2) Les espaces du mal-développement

• Une véritable fracture économique et sociale sépare ce premier ensemble de tout le reste de l’espace méditerranéen. Les revenus par habitant et les indicateurs du développement y sont nettement plus faibles.
• Du Maghreb à la Turquie en passant par l’Egypte et le Proche-Orient, ces espaces font figure de périphérie proche par rapport à l’UE. La plupart des pays tentent de mettre à profit leur position à l’interface de l’Europe riche pour accélérer le processus de développement. Maroc, Tunisie, Turquie jouent à la fois sur les exportations de produits agricoles, les activités industrielles exigeantes en main d’œuvre (confection de vêtements) et sur le tourisme.
• D’autres Etats monnayent leurs hydrocarbures ; la Libye en tire une rente appréciable ; l’Algérie plus peuplée, de plus en plus réduite à ne compter que sur son pétrole et son gaz, doit diviser la sienne entre un nombre de têtes six fois plus élevé.
• Mais les progrès ne sont pas suffisants pour compenser la croissance démographique.
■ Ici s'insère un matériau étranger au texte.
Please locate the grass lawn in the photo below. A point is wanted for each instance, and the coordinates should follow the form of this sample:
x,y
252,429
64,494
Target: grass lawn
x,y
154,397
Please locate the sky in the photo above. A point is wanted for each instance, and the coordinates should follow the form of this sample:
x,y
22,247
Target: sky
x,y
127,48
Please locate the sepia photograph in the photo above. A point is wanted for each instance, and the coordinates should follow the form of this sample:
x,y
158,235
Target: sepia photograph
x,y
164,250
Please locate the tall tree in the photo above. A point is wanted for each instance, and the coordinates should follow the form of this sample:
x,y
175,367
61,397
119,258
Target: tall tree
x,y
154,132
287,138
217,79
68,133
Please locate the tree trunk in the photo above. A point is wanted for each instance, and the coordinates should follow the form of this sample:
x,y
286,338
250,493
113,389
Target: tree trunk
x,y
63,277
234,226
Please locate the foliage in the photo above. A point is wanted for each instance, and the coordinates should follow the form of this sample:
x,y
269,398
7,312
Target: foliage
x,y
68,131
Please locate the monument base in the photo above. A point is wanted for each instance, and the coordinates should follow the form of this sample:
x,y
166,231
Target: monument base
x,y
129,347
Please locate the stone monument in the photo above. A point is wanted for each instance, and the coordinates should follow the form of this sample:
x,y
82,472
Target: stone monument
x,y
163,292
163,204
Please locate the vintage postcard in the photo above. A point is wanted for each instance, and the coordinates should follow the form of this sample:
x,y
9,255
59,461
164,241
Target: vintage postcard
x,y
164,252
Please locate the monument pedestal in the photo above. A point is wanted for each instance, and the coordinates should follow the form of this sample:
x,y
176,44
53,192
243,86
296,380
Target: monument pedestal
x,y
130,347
Malgré une croissance économique certaine, les signes du mal-développement sont visibles, en particulier dans les villes où se côtoient habitat précaire et quartiers des affaires.

3) Des espaces en marge du développement

• Dans chaque territoire national, on rencontre des espaces en marge de la mondialisation. La dualité des territoires est profonde dans tous les pays de la rive sud et est de la Méditerranée. Du Maroc à l’Anatolie turque, les aires intégrées au système mondial par le tourisme et les échanges forment un archipel de pôles et de rubans urbanisés, le plus souvent littoraux, entre lesquels prennent place de vastes espaces délaissés par l’économie moderne.
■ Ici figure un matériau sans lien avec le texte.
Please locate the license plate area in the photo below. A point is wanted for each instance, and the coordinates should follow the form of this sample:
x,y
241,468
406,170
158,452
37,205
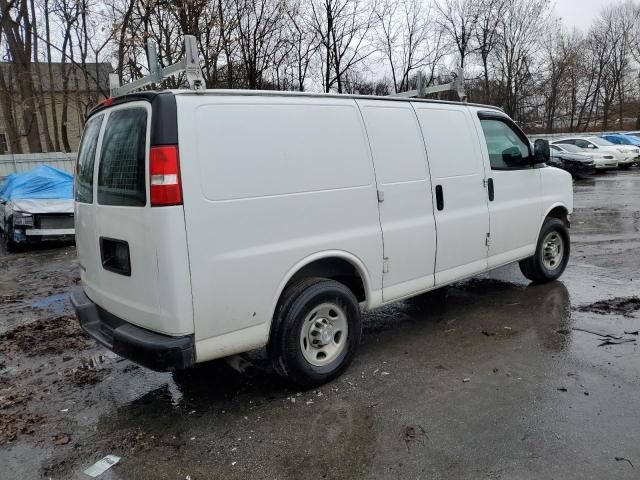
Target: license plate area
x,y
115,256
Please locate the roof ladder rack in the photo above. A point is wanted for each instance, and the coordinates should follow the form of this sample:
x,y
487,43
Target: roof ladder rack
x,y
457,85
190,64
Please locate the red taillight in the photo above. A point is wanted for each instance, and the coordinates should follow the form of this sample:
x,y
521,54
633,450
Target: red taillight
x,y
164,173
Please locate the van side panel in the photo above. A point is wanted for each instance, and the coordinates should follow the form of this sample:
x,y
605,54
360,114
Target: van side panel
x,y
268,182
406,212
456,168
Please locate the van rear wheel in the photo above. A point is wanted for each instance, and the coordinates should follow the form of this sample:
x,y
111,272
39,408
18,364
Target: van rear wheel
x,y
316,333
552,253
• Ces périphéries sont essentiellement les arrières-pays montagnards ou désertiques du Maghreb à l’Asie mineure. Dans l’Atlas marocain ou les hauts plateaux algériens, nombre de villages mal reliés aux axes nationaux majeurs vivent encore une existence traditionnelle, qui ne peut guère faire que le bonheur de touristes en mal d’exotisme.
• D’autres espaces sont en crise. Sur la rive nord, dans les Balkans, des conflits inter-ethniques touchent les nouveaux Etats issus du démembrement de la Yougoslavie. Il en est de même au Proche-Orient où perdure le problème entre Israël et les Territoire palestiniens.